Gibson does, however, maintain a relatively diet, he says. His muscle-maintaining mealplan consists of loads of fish and vegetables, which he says helps him keep as much lean mass as possible.

“I love fish for the taste versus how healthy it is,” he says. “I love sea bass and salmon and you know I also love spinach and broccoli and green beans and vegetables and all the healthy stuff that that one’s mom would hope to instill in their child.”

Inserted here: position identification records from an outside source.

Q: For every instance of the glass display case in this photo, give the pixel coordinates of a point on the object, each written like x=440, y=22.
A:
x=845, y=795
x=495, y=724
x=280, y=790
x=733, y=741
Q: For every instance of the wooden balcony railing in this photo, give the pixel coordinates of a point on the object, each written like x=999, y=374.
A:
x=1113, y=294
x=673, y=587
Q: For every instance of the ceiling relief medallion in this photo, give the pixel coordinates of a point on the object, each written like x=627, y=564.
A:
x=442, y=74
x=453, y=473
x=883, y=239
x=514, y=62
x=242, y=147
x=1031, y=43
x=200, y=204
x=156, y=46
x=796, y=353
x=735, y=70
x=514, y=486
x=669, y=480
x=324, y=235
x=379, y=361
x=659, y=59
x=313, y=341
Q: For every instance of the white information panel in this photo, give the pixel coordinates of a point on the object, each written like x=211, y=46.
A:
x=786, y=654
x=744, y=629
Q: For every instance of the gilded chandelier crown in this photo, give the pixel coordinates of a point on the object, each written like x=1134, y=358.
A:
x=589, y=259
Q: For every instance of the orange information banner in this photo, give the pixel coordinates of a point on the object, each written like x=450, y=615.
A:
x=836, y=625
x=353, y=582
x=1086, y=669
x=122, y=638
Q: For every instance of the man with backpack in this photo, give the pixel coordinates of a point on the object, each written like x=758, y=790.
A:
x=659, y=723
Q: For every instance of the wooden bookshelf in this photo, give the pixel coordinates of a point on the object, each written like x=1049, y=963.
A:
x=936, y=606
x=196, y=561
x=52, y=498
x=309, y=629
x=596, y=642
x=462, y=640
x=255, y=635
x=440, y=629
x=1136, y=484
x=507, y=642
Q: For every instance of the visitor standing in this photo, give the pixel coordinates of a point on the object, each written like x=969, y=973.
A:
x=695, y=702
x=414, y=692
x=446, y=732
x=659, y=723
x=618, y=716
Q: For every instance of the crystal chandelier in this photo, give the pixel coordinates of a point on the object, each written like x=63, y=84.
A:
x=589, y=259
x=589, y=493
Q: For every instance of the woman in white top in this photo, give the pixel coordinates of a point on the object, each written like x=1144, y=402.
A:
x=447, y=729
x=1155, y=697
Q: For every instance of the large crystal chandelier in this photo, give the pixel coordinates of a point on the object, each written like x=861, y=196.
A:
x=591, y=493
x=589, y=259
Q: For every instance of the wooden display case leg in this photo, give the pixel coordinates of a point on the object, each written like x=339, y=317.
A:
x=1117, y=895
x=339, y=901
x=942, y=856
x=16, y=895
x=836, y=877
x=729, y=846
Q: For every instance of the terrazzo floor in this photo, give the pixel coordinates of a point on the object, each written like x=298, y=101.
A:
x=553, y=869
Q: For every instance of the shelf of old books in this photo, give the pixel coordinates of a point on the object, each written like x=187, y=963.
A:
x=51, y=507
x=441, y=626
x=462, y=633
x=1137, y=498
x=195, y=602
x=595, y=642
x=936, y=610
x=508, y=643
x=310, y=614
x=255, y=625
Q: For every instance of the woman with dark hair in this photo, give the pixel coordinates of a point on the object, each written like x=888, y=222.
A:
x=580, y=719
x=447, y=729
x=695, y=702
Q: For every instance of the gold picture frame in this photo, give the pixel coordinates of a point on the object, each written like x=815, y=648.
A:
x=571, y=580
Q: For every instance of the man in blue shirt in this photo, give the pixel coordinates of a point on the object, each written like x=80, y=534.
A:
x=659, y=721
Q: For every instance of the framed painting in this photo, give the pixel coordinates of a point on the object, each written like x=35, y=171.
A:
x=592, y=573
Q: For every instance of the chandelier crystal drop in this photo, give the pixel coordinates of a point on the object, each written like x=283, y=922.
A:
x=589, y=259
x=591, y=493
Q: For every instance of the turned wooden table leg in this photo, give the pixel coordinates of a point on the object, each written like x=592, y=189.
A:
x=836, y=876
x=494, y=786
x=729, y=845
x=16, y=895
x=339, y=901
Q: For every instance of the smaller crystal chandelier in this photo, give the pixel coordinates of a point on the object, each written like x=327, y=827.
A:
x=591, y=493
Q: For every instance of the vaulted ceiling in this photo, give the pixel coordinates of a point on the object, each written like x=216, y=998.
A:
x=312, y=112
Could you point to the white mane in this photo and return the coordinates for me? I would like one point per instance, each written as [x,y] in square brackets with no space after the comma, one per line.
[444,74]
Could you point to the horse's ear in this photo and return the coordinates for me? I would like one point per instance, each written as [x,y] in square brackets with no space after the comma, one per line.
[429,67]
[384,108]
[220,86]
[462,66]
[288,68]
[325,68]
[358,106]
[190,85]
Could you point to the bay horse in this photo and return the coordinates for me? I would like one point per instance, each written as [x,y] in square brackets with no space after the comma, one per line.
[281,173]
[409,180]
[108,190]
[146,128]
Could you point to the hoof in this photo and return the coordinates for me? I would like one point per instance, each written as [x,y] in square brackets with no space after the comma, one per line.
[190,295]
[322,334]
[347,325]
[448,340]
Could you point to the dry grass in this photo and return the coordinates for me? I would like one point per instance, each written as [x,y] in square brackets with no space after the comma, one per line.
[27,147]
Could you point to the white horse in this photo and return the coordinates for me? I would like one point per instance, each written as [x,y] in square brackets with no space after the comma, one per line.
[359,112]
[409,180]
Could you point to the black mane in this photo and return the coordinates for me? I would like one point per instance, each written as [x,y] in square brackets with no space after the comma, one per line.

Performing for the Preservation of Paul’s Legacy

Gibson clarifies his automotive knowledge, sort of: “[Cody and I] don’t have long conversations about this car or that car, engines and RPMs,” he says. “I never had those types with Paul either. They understand this stuff and speak the language. With me, after two minutes of ‘uh, yeah, got it,’ and no other response, I don’t know what the f*** I’m talking about.”

Gibson and Cody relationship, in part with their FuelFest partnership and also the common trait of their past relationship with Paul have them relying on each other.

“I look down and I go, I’ve walked 10 miles,” Cody says about their conversations. “That’s when you know it’s real. We may see something a different but we’re always able to follow through. Like, I got you. I see what you’re saying. But trust me this one time. And vice versa.”

One such conversation: How fast to build FuelFest. Although more progressive in most elements, Gibson admits to wanting to take a slower, more conservative approach to expanding FuelFest. Now with events worldwide, and 15,000 to 20,000 fans in attendance, he admits to the muscle-car miscalculation, while giving Cody the credit for the success.

“At first I was like, let’s just slow it down and not do that many of these per year,” he says. “Now, every time we show up and we’re onstage, I’m forced to look over at Cody and his wife and go, I was wrong. I don’t know what I’m talking about.”

What both Gibson and Cody Walker agree on at all times, is that their bond in keeping Paul’s legacy through FuelFest is a team effort.

“Reach Out Worldwide is literally everything Paul represented—I don’t really know if I would be a part of FuelFest if it wasn’t for that component,” Gibson admits. “Yes, I’m excited about the experiences and all the energy, but just knowing that 15,000 to 20,000 people are showing up and it’s contributing to a greater good—something Paul was extremely passionate about before he passed, I can sleep really good at night. We both can sleep good at night.”